About¶
Disclaimer¶
This is an independent academic research dataset. The authors are not affiliated with, endorsed by, or sponsored by Polymarket. "Polymarket" is a trademark of its respective owner; it is referenced here only to identify the source platform of the underlying public on-chain data.
Citation¶
If you use this dataset, please cite the companion paper:
@unpublished{akey2026prediction,
title = {Who Wins and Who Loses In Prediction Markets? Evidence from Polymarket},
author = {Akey, Pat and Gr{\'e}goire, Vincent and Harvie, Nicolas and Martineau, Charles},
note = {Working Paper},
year = {2026},
url = {https://papers.ssrn.com/sol3/papers.cfm?abstract_id=6443103}
}
Authors¶
- Pat Akey — ESSEC Business School, CEPR, ECGI
- Vincent Grégoire — HEC Montréal
- Nicolas Harvie — Rotman School of Management, University of Toronto
- Charles Martineau — Rotman School of Management & UTSC Management, University of Toronto
License¶
The processed data is released under CC-BY 4.0 — use, modify, and redistribute freely (including commercially); please cite the paper.

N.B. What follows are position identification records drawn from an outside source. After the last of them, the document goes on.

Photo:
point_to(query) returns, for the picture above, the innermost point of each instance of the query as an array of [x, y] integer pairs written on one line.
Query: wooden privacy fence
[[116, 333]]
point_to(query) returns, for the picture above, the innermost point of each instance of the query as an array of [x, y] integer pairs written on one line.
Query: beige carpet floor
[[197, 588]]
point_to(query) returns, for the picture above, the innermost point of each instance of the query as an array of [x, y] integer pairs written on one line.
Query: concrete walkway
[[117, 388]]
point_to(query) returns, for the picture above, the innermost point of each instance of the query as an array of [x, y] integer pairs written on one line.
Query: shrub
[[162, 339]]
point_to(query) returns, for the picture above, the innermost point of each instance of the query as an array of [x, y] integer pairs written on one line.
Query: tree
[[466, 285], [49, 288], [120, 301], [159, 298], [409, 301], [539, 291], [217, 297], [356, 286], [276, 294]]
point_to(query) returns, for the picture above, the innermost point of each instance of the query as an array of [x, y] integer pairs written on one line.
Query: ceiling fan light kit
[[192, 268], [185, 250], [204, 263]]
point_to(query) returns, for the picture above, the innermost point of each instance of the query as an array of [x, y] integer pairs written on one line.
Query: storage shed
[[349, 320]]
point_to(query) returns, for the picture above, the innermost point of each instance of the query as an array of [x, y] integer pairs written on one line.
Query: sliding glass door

Scope. CC-BY 4.0 covers the authors' contribution: cleaning, end-user reconciliation, category classification, computed PnL, behavioral feature engineering, OHLCV aggregation, and the layout of the parquet files in this release.
It does not cover fields that originate from the Polymarket API — market question text, descriptions, slugs, raw platform tags, and lifecycle timestamps. Those fields are included for convenience and reproducibility but remain subject to Polymarket's terms of use. If you plan to redistribute those fields (e.g., re-publish a derivative dataset), consult Polymarket's terms directly.
No warranty. As CC-BY 4.0 §5 states, this dataset is provided "AS IS" without warranty of any kind, express or implied.
Source code¶
The processing pipeline that produced this dataset is maintained in a private research repository. Researchers needing access for reproducibility purposes can contact the authors via the Discussions tab on the dataset page or by email.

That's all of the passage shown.